Underwriting Process
Once an application is submitted, we conduct a full, upfront underwrite. Our underwriting process involves both our advanced technology and experienced, well-trained professionals. This helps us closely assess the financial health of each business and the amount of risk associated with providing funding.
Underwriting is typically based on criteria such as the business’s revenue, growth potential, and other factors including industry, time in business, and seasonality. Through our underwriting process, we determine a factor rate, or the cost of funding, for each application.
Factor Rate
Revenue-based financing providers typically use a factor rate, not an interest rate. A factor rate is a multiplier, expressed as a decimal, that is applied to the funding amount to determine the total payment amount.
The more risk a provider assumes, the higher the factor rate. With revenue-based financing, the customer knows exactly what their cost of financing will be before funding, regardless of how long it takes to remit the total payment amount. With a traditional bank loan, the longer it takes to pay off, the more interest a customer will pay.
Why It Can Seem More Expensive
Revenue-based financing is not a low-cost way to obtain working capital. That’s because the features included in this product to support small businesses are costly for Capital Funds to provide. Our approach is always to charge our customers a fair amount while being mindful of the cost to serve on our side.
There are several unique features built into the design of this financing product. These features also drive the cost of the product.
Attainable Eligibility Criteria
We believe every business deserves financial opportunity, and our product is designed to support that idea. Our eligibility criteria are more attainable and realistic for businesses at various stages, so we’re often able to say “yes” when other financial institutions say “no.”
Helping this underserved group of small businesses is important to us, but it does introduce risk, which we need to account for in our pricing.
Flexible Product
If a business’s revenue decreases, their payments can too, without interest ever accruing. We also offer customers reconciliations, resulting in refunds, when they pay their contracted amount while their revenue is declining.

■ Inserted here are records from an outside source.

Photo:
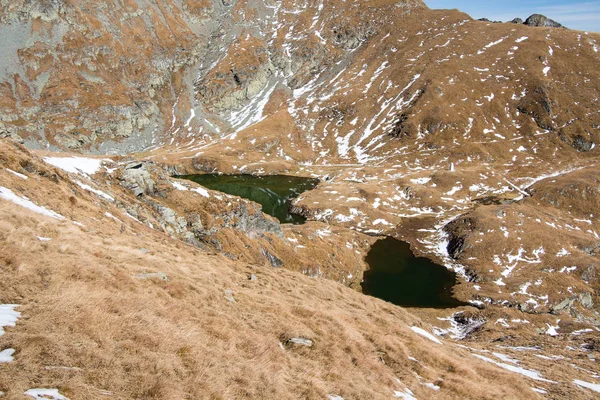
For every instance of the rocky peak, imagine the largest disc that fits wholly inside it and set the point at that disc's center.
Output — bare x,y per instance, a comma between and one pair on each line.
542,20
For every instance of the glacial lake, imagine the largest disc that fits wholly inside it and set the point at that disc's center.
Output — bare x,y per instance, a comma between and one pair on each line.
273,192
397,276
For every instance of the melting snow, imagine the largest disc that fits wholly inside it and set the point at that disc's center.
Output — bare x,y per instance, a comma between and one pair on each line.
546,70
179,186
592,386
76,165
17,174
8,316
45,394
528,373
8,194
6,355
202,191
420,181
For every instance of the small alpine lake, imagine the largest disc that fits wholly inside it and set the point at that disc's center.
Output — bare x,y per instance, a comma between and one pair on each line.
273,192
397,276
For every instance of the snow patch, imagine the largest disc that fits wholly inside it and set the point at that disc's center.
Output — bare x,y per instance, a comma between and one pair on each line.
6,355
535,375
45,394
17,174
202,191
75,165
592,386
8,316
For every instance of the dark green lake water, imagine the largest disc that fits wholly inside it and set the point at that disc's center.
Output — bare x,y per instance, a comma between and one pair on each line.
273,192
397,276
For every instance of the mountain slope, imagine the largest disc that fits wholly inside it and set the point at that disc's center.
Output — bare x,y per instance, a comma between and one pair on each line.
475,142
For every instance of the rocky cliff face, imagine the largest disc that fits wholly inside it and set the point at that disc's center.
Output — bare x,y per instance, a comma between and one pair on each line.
476,142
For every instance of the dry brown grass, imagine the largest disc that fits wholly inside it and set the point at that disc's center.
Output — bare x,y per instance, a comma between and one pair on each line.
91,328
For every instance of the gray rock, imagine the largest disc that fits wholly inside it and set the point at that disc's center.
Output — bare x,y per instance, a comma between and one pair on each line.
586,300
564,305
273,260
136,178
542,20
582,144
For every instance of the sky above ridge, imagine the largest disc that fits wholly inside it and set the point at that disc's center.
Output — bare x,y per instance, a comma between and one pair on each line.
575,14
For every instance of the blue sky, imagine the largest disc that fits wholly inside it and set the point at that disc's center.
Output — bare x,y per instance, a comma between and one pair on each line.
575,14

If there is no business revenue, there will be no requirement to pay or personal liability, as long as the customer abides by the contract. This means Capital Funds assumes a higher level of risk than traditional financial institutions, and the cost of our product reflects that.
Speed of Funding
Our simple application is typically followed by a decision within hours, and funds are often transferred the same day. Businesses can receive funding in days, not weeks or months. Speed like this is uncommon with traditional financing providers.
Opportunity to Build Business Credit
Customers have told us that building business credit—and purchasing power—is important to them. That’s why we report customer performance to Experian Business Credit, which calculates business credit scores.
For small businesses with a strong payment history, this is a unique opportunity to access revenue-based financing while building business credit.